Unexpected Slow Performance

officiallor · October 11, 2021, 8:13pm

Hello,
I am facing slow performance, contrary to what I believe it should be. I have a 8core Ryzen 3700x and 16GB of DDR4 RAM.
I expected kinda faster calculations but the java process doesn’t go more than 10% and about 500MB+ RAM.
I can’t do many modifications on the code but as far as I know, on native Matlab (the original it is matlab) it runs kinda faster on a slower computer than mine (haven’t tested it myself). Is there any configuration that I can do to increase the performance?
Will increasing the number of cores help?
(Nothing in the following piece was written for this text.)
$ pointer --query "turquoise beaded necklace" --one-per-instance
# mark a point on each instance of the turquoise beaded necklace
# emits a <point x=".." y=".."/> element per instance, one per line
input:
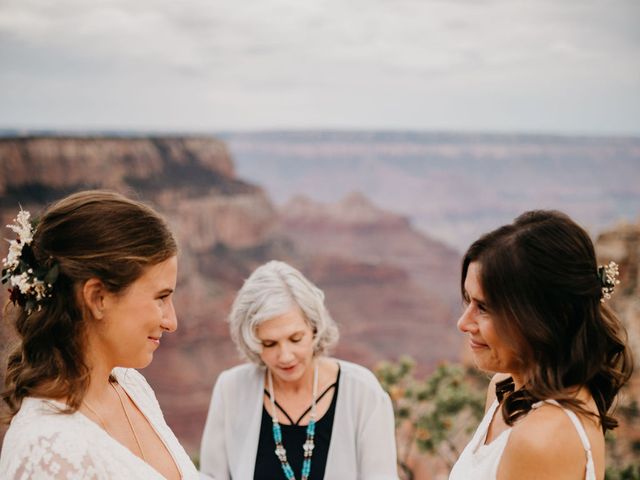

How can I do it? (I tried using Nd4jEnvironment.getEnvironment()… = something but no luck)

I’m attaching some lines that may be useful. Running on 1.0.0-alpha.

2021-10-11 22:54:04.718  INFO 13464 --- [0.1-8080-exec-1] org.nd4j.nativeblas.NativeOpsHolder      : Number of threads used for NativeOps: 8
2021-10-11 22:54:04.873  INFO 13464 --- [0.1-8080-exec-1] org.nd4j.nativeblas.Nd4jBlas             : Number of threads used for BLAS: 8
2021-10-11 22:54:04.874  INFO 13464 --- [0.1-8080-exec-1] o.n.l.a.o.e.DefaultOpExecutioner         : Backend used: [CPU]; OS: [Windows 10]
2021-10-11 22:54:04.874  INFO 13464 --- [0.1-8080-exec-1] o.n.l.a.o.e.DefaultOpExecutioner         : Cores: [16]; Memory: [4.0GB];
2021-10-11 22:54:04.874  INFO 13464 --- [0.1-8080-exec-1] o.n.l.a.o.e.DefaultOpExecutioner         : Blas vendor: [OPENBLAS]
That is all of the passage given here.